Two weeks ago, E Ink said Italian packaging supplier Palladio Group had adopted its e-paper displays for a smart packaging solution for pharmaceuticals to monitor the quality of medicines shipped to patients.
Last month, the company said Germany luggage manufacturer Rimowa had applied its e-paper displays to its electronic luggage tags, which provide the same information as paper luggage tags, but with extra benefits such as allowing passengers to update the information on the electronic tags via their smartphones.
E Ink said in August that revenue from e-paper displays for e-readers would drop to about 70 percent of its total revenue this year, while revenue from electronic tags, traffic signs and displays for mobile phones would make up a higher share of about 30 percent from last year.

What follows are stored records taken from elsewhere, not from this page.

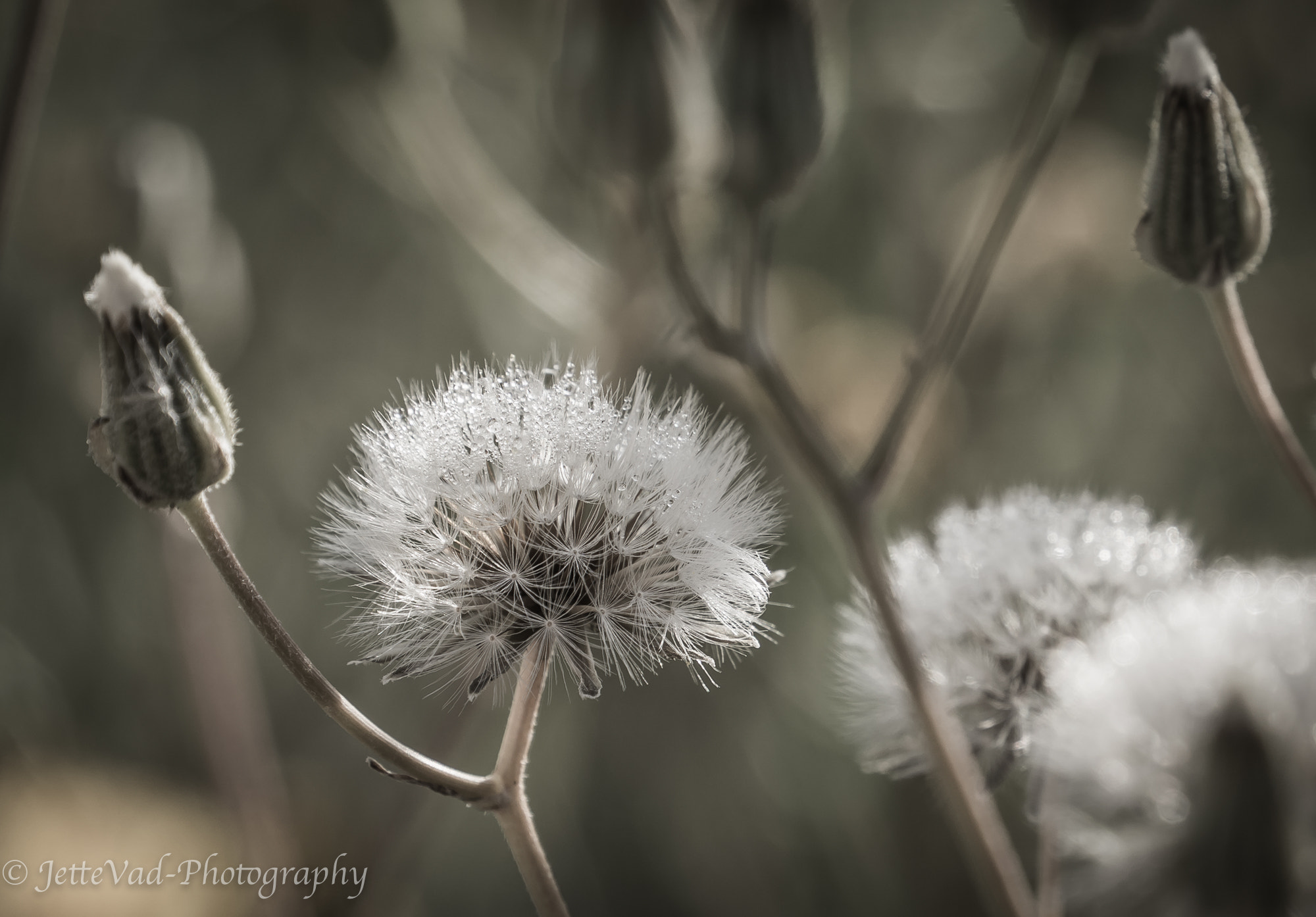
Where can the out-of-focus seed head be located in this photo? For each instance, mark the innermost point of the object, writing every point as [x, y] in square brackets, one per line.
[611, 105]
[1207, 210]
[769, 87]
[1180, 751]
[166, 430]
[989, 601]
[524, 511]
[1067, 20]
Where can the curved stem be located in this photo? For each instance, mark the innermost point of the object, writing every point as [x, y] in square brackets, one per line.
[1061, 82]
[432, 774]
[502, 793]
[514, 815]
[1251, 377]
[973, 812]
[751, 351]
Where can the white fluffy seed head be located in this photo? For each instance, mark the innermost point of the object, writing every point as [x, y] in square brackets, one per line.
[123, 286]
[1135, 711]
[526, 511]
[988, 601]
[1188, 62]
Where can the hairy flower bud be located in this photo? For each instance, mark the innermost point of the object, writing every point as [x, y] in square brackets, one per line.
[166, 431]
[611, 105]
[1065, 20]
[769, 89]
[1207, 214]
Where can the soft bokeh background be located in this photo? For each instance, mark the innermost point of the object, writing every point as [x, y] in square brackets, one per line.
[344, 195]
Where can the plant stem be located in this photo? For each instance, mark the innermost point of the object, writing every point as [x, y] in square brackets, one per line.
[502, 793]
[1051, 894]
[39, 28]
[973, 811]
[1057, 91]
[1056, 94]
[514, 815]
[432, 774]
[1251, 378]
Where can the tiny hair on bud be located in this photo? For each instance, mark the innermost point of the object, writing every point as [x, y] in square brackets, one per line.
[1188, 62]
[123, 286]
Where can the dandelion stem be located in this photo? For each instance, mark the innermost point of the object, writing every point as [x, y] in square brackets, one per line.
[973, 811]
[1051, 895]
[39, 28]
[752, 352]
[1056, 94]
[431, 773]
[1251, 377]
[514, 816]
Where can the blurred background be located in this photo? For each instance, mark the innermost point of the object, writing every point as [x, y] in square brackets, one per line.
[347, 195]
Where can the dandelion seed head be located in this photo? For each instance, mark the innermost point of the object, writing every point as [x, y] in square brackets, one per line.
[988, 599]
[523, 510]
[1128, 740]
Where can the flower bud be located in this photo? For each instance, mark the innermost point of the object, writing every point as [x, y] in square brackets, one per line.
[1207, 216]
[1235, 858]
[769, 89]
[611, 106]
[166, 431]
[1067, 20]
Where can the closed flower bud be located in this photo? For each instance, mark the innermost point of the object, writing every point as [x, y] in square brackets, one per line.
[1232, 860]
[166, 431]
[769, 89]
[1207, 214]
[611, 106]
[1067, 20]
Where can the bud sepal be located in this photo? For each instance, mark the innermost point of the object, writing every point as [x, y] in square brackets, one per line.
[166, 430]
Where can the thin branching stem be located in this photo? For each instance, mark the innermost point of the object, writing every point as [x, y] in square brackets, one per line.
[440, 778]
[514, 816]
[1251, 377]
[972, 808]
[1056, 94]
[1059, 89]
[502, 793]
[751, 351]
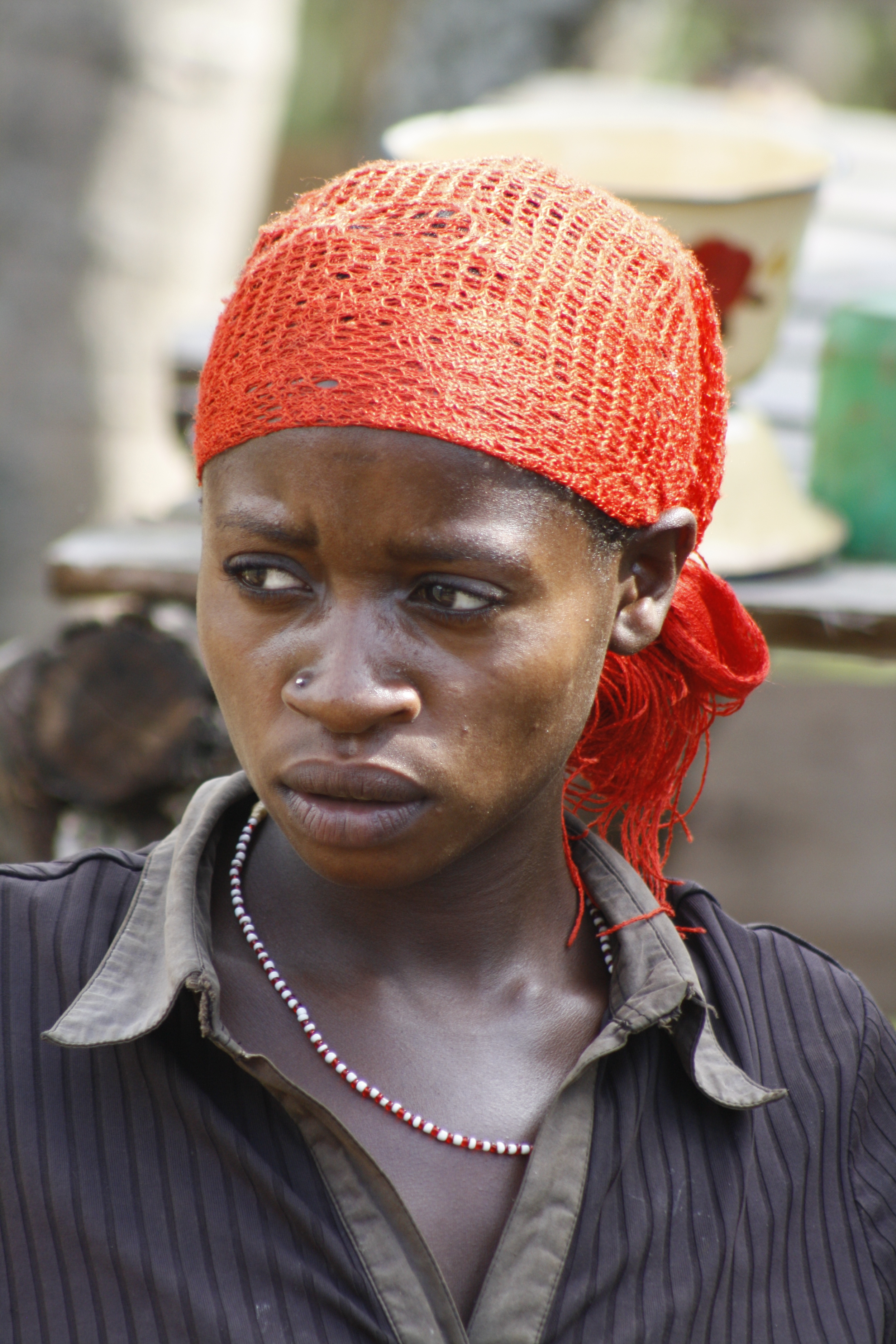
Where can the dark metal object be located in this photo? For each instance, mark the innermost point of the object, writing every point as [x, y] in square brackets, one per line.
[112, 718]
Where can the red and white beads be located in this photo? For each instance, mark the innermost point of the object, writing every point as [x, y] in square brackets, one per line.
[394, 1108]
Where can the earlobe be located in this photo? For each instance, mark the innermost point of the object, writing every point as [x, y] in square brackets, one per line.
[649, 575]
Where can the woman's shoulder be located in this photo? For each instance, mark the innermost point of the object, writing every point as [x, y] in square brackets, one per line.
[58, 919]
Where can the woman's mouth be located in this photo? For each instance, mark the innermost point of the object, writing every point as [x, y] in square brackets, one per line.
[352, 807]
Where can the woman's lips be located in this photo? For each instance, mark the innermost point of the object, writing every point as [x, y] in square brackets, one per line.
[352, 807]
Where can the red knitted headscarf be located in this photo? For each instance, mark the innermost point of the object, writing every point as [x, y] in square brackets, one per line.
[506, 308]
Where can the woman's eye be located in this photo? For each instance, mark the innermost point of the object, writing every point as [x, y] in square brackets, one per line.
[456, 600]
[268, 580]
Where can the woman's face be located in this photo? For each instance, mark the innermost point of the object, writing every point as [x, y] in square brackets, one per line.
[405, 638]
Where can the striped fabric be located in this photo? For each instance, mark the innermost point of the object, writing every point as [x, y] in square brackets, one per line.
[155, 1191]
[769, 1225]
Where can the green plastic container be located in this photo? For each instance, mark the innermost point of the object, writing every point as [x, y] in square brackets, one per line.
[855, 466]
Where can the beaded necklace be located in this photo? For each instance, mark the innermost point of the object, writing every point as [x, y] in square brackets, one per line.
[330, 1057]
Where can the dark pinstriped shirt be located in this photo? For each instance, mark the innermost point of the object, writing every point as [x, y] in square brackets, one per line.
[720, 1166]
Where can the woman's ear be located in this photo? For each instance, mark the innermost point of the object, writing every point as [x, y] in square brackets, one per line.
[649, 570]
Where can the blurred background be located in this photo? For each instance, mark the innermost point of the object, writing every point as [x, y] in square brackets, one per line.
[142, 144]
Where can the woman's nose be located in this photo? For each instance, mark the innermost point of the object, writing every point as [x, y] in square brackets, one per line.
[350, 688]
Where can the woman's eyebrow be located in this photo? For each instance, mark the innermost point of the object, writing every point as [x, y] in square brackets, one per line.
[297, 538]
[421, 552]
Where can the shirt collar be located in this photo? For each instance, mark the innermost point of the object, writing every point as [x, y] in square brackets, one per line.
[165, 945]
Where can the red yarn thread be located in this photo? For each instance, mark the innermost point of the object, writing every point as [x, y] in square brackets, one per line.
[652, 713]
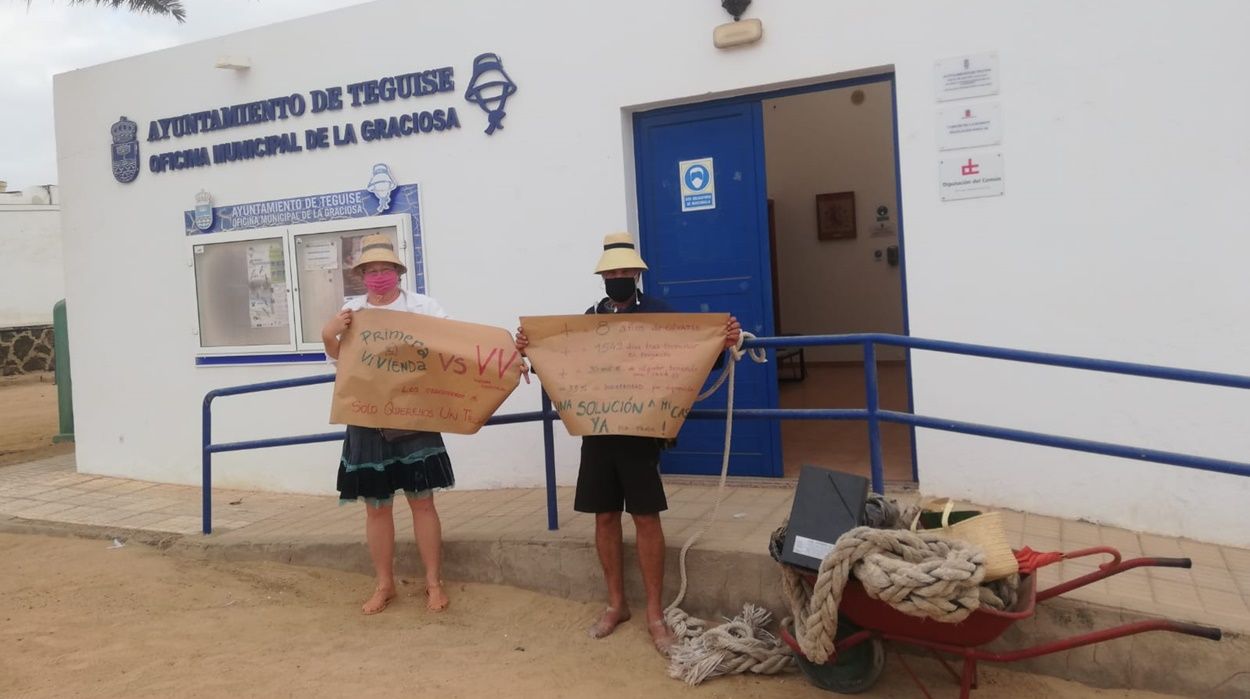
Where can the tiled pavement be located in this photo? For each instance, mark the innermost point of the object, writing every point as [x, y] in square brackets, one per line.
[1216, 590]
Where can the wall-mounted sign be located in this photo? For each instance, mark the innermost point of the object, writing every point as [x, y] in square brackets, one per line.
[969, 126]
[966, 76]
[203, 215]
[698, 184]
[125, 150]
[489, 89]
[970, 176]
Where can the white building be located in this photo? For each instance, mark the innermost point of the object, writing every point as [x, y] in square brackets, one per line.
[1061, 176]
[30, 276]
[30, 255]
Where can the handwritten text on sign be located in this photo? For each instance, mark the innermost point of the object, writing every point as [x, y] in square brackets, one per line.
[413, 372]
[634, 374]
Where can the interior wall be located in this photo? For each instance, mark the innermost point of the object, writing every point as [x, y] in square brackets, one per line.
[825, 143]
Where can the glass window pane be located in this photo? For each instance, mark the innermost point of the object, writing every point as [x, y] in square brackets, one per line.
[324, 261]
[243, 294]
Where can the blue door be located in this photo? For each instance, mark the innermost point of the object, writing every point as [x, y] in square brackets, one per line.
[711, 259]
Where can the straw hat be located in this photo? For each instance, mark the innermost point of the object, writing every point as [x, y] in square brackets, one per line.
[619, 253]
[378, 249]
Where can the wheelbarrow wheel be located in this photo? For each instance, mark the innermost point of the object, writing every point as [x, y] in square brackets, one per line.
[851, 672]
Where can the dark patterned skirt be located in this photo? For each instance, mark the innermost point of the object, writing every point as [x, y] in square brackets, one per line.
[374, 469]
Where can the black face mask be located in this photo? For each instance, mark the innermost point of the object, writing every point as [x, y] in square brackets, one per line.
[620, 289]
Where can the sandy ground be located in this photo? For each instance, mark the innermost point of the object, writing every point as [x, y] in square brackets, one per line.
[28, 420]
[83, 619]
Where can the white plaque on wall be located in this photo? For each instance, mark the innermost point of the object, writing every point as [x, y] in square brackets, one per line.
[969, 176]
[966, 76]
[969, 125]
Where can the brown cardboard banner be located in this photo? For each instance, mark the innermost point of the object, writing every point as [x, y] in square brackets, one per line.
[634, 374]
[413, 372]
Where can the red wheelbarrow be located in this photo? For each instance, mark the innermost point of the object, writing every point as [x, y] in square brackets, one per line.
[865, 623]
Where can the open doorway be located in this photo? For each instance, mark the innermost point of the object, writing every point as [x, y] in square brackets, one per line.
[760, 249]
[836, 268]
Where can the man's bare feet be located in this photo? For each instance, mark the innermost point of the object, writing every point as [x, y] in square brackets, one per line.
[609, 620]
[661, 637]
[381, 598]
[435, 599]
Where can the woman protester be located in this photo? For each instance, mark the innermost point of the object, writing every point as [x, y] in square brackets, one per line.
[376, 463]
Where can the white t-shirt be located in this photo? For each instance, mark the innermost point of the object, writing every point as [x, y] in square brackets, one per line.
[406, 300]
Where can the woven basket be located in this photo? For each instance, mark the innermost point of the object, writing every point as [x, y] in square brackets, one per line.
[983, 529]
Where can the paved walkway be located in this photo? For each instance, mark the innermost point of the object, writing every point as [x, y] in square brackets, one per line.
[1216, 590]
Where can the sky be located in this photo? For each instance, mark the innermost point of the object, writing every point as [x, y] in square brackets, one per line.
[53, 36]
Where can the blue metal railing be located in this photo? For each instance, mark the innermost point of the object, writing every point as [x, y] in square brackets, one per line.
[546, 415]
[871, 414]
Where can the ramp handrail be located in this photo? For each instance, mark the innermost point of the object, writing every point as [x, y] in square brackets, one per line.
[873, 414]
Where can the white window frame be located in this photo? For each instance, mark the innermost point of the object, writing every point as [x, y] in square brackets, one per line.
[403, 225]
[240, 236]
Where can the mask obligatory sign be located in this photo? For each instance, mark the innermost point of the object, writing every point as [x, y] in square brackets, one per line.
[635, 374]
[411, 372]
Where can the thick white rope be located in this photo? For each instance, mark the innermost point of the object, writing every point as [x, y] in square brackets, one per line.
[741, 644]
[919, 574]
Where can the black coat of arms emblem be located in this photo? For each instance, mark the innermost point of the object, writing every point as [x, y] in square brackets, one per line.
[125, 150]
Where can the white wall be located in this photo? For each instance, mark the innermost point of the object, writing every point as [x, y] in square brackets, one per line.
[30, 256]
[1121, 233]
[823, 143]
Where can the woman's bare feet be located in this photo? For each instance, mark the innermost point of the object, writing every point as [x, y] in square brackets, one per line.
[661, 637]
[435, 599]
[609, 620]
[381, 598]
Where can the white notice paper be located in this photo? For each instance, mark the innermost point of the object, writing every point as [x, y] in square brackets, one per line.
[969, 125]
[969, 176]
[320, 254]
[966, 76]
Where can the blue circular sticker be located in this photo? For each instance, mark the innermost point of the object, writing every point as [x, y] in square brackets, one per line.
[696, 178]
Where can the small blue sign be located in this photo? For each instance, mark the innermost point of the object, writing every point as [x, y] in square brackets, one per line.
[696, 178]
[698, 184]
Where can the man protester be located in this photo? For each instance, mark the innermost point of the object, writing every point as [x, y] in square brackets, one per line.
[620, 473]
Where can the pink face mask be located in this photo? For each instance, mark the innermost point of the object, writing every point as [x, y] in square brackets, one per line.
[381, 281]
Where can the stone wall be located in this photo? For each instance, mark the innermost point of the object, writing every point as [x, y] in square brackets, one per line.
[25, 350]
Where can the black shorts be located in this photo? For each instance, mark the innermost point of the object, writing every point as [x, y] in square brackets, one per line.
[620, 473]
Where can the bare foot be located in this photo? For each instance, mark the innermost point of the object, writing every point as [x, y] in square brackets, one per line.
[435, 599]
[381, 598]
[608, 623]
[661, 637]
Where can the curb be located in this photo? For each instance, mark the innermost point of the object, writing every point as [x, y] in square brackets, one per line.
[720, 583]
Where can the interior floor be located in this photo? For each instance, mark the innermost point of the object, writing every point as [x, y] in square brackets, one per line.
[843, 444]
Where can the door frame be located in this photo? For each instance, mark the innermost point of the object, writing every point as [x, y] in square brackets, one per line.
[758, 96]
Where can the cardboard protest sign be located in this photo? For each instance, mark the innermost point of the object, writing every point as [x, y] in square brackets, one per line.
[413, 372]
[633, 374]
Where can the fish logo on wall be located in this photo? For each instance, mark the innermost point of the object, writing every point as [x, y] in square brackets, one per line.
[203, 210]
[381, 184]
[489, 89]
[125, 150]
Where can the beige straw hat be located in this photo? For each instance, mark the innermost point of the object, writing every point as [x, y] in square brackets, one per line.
[619, 253]
[378, 249]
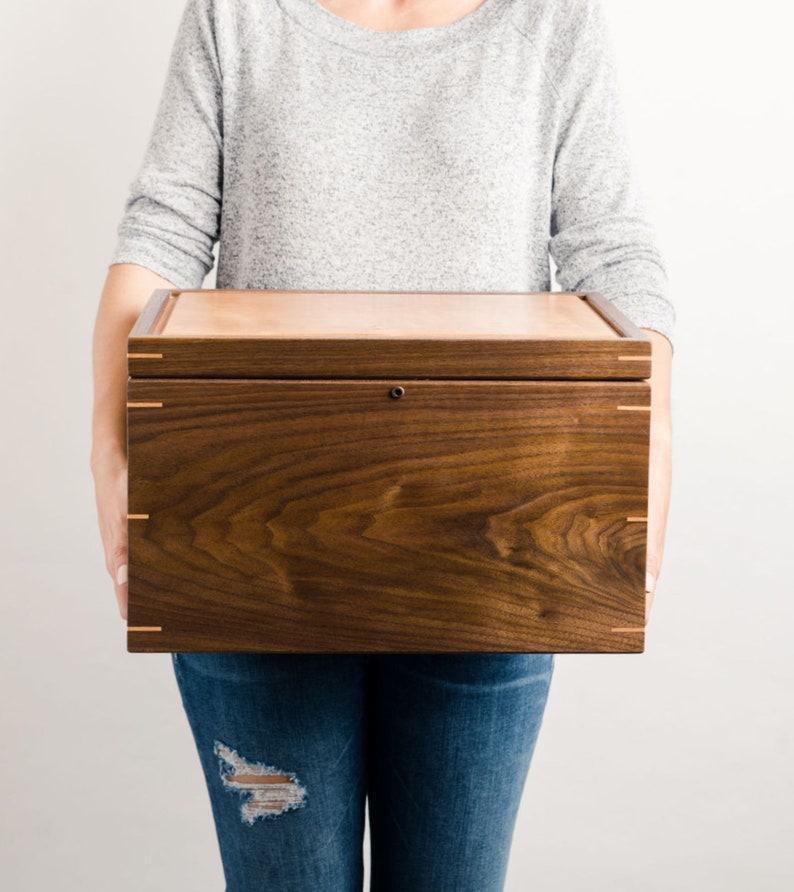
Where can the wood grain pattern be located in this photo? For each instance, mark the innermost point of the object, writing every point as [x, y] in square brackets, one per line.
[449, 335]
[433, 315]
[325, 516]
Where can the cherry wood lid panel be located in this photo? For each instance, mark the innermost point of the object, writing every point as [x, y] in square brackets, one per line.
[219, 333]
[380, 315]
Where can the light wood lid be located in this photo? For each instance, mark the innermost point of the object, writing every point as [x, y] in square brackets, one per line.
[382, 315]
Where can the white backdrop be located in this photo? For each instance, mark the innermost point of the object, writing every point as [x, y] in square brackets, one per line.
[665, 771]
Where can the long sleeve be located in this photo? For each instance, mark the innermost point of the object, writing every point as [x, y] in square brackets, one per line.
[601, 239]
[171, 218]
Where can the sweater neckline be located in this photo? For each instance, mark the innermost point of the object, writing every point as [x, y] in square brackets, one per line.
[316, 18]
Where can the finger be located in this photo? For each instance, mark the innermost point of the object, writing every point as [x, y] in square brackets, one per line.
[650, 586]
[121, 589]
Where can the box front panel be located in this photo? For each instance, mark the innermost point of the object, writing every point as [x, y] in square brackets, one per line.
[340, 516]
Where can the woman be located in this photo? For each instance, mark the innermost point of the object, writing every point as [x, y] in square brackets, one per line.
[450, 145]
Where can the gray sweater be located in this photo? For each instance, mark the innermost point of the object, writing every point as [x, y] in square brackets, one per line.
[325, 155]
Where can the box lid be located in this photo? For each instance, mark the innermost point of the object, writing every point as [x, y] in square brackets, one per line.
[386, 334]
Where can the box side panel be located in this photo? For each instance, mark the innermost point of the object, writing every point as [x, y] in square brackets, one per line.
[332, 517]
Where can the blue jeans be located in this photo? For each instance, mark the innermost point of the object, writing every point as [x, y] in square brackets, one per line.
[293, 745]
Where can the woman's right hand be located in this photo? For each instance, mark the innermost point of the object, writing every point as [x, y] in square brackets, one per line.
[110, 485]
[127, 289]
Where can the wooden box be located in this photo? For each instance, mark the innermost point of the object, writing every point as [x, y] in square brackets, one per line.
[335, 471]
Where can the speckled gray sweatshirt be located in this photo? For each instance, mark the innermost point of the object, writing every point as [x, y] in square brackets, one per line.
[326, 155]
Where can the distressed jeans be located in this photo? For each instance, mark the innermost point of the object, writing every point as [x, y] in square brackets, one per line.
[293, 746]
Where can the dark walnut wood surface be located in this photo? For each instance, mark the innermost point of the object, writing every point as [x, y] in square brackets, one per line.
[308, 516]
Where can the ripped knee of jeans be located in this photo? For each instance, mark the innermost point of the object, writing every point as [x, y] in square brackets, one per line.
[266, 791]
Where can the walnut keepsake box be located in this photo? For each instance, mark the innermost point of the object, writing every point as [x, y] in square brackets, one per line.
[334, 471]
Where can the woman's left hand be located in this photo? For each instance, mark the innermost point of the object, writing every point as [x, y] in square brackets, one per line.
[660, 468]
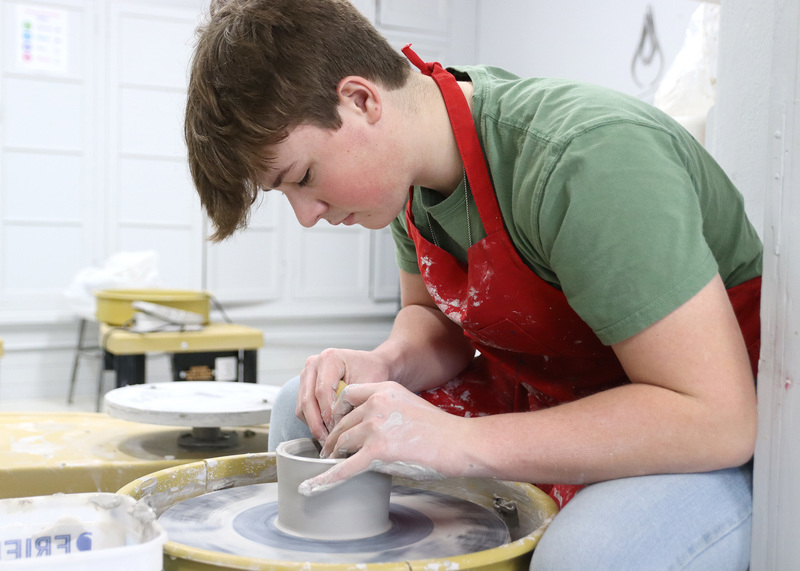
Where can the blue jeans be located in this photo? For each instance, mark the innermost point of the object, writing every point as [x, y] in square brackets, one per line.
[686, 522]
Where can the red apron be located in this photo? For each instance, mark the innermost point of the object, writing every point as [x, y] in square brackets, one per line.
[535, 351]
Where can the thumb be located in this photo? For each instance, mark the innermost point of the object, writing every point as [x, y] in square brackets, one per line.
[332, 477]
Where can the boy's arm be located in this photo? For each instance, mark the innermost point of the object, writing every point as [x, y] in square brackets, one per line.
[690, 408]
[425, 347]
[424, 350]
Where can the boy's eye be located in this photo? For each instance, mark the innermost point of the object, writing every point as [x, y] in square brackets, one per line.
[305, 178]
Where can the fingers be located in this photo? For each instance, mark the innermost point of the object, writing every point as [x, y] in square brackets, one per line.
[334, 476]
[318, 383]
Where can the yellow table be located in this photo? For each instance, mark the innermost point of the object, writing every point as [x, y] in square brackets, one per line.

In the quarter ending Sept. 30, E Ink’s revenue grew 7.87 percent to NT$4.39 billion (US$134.22 million), compared with NT$4.07 billion in the same period last year. The growth matched the company’s expectation of a 5 percent to 10 percent annual increase in revenue last quarter.
E Ink shares rallied 2.47 percent to NT$16.6 yesterday, outperforming the TAIEX, which rose 0.82 percent.